When the SUCCESSOR-2 trial read out its 52% progression-free survival advantage for mezigdomide, elotuzumab, and dexamethasone over carfilzomib and dexamethasone, it did more than confirm a new regimen—it answered a question that has haunted the myeloma field since the IMiD era began: can you meaningfully reset immune substrate in a lenalidomide-exhausted patient?
The CELMoD mechanism answers yes, at least immunologically. Mezigdomide degrades IKZF1/3 roughly ten times more potently than lenalidomide and retains binding to the mutated forms of CRBN that confer IMiD resistance. The SUCCESSOR-2 hazard ratio of 0.48 against carfilzomib and dexamethasone—a credible active comparator—says the immune reset is clinically meaningful.

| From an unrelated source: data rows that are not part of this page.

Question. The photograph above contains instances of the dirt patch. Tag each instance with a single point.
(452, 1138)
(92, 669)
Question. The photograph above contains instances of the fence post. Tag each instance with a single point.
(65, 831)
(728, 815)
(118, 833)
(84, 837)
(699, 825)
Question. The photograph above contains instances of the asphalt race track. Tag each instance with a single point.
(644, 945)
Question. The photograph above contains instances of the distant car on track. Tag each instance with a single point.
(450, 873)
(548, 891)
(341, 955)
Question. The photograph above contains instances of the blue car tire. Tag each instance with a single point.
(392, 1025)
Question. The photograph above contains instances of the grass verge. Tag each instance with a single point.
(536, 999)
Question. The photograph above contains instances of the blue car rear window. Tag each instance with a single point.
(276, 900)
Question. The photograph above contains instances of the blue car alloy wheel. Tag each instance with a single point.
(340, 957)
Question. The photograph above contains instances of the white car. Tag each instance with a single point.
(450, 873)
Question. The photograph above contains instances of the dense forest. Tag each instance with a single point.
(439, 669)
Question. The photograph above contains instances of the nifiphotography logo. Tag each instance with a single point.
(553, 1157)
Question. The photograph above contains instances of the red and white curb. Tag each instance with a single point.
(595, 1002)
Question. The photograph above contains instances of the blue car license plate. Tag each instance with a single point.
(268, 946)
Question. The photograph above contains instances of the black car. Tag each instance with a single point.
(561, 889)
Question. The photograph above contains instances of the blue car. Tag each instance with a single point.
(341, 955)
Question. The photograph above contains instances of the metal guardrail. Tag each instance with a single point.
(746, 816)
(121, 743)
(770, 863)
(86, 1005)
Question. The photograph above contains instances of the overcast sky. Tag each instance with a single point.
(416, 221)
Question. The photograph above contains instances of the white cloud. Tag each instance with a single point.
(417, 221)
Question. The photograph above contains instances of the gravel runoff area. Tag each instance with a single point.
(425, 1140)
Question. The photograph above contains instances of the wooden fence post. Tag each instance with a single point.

The trial’s design choice to use Kd as the control arm deserves attention. Kd is a proteasome inhibitor doublet, not a triplet, making it somewhat vulnerable as a benchmark. But in the triple-class-exposed setting, a PI doublet is often the best available standard-of-care option; the investigators chose what patients actually receive, not the most favorable optic.
What SUCCESSOR-2 does not yet tell us is where MEd sits relative to CAR-T constructs in any head-to-head comparison, what happens at progression after MEd, or whether elotuzumab is additive to mezigdomide or merely synergistic in certain subgroups. The subgroup consistency was reassuring—benefit persisted in patients with high-risk cytogenetics—but the trial was not powered for these analyses.
For community oncologists, the practical read is straightforward: MEd offers a meaningful progression-free survival advantage in a population with few good options. Whether it becomes the standard bridge to CAR-T or a longer-term option will depend on overall survival data that are not yet mature and on access realities that differ by healthcare system.
The CELMoD era in myeloma is no longer theoretical. SUCCESSOR-2 is its defining registration dataset.